Oxygen relies on equipment – but not just one piece of equipment – and the best combination of oxygen sources and delivery components depend on the context.
Private markets for oxygen have largely failed LMICs, particularly for smaller, rural hospitals (although there are some promising models being developed). Oxygen is not yet included in standard cost-effectiveness calculators like the Lives Saved Tool (we're working on it).
Image: Maintaining key hospital services – like oxygen – is essential. Picture: 2017 Oxygen for Life Initiative/Nigeria
However, there is increasing evidence for oxygen's cost-effectiveness and growing awareness of what's needed to take oxygen system improvement to scale.
Our team, and our international partners, have applied (and occasionally been supported) through grants from organisations like the Bill and Melinda Gates Foundation, Unitaid, and USAID to improve oxygen access.
But now we are looking to compete to take oxygen to scale.
The US-based MacArthur Foundation's 100&Change competition provides $US100 million to a single proposal that promises to make measurable and lasting change to a significant global problem.

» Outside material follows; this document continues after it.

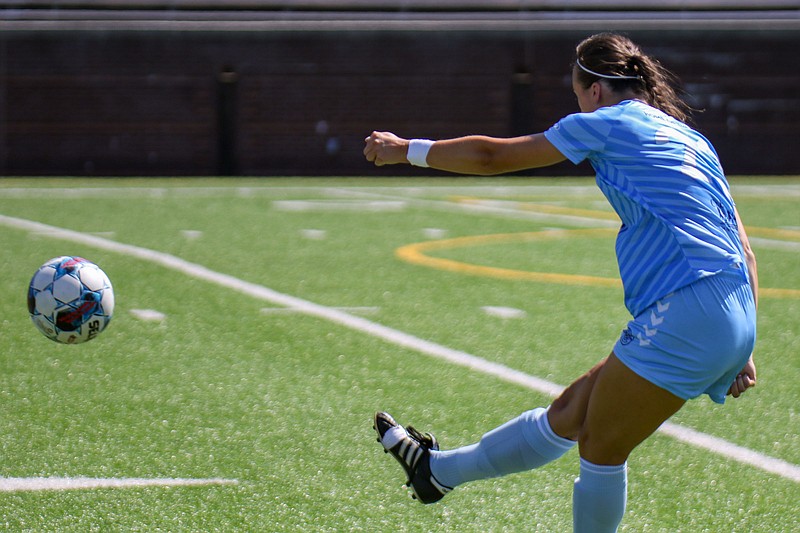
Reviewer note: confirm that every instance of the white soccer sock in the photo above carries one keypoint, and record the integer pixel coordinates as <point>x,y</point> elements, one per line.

We think oxygen access is that global problem.
Together with our US-based partner, Clinton Health Access Initiative (CHAI), we are now through to the final six. Our focus is on five countries – India, Nigeria, Ethiopia, Kenya and Uganda – which together account for an estimated one-third of global cases where lack of oxygen is a major contributor to death.
If we succeed (and we are up against some excellent proposals), the resulting improved oxygen systems will help save lives not only in this pandemic, but many more into the future.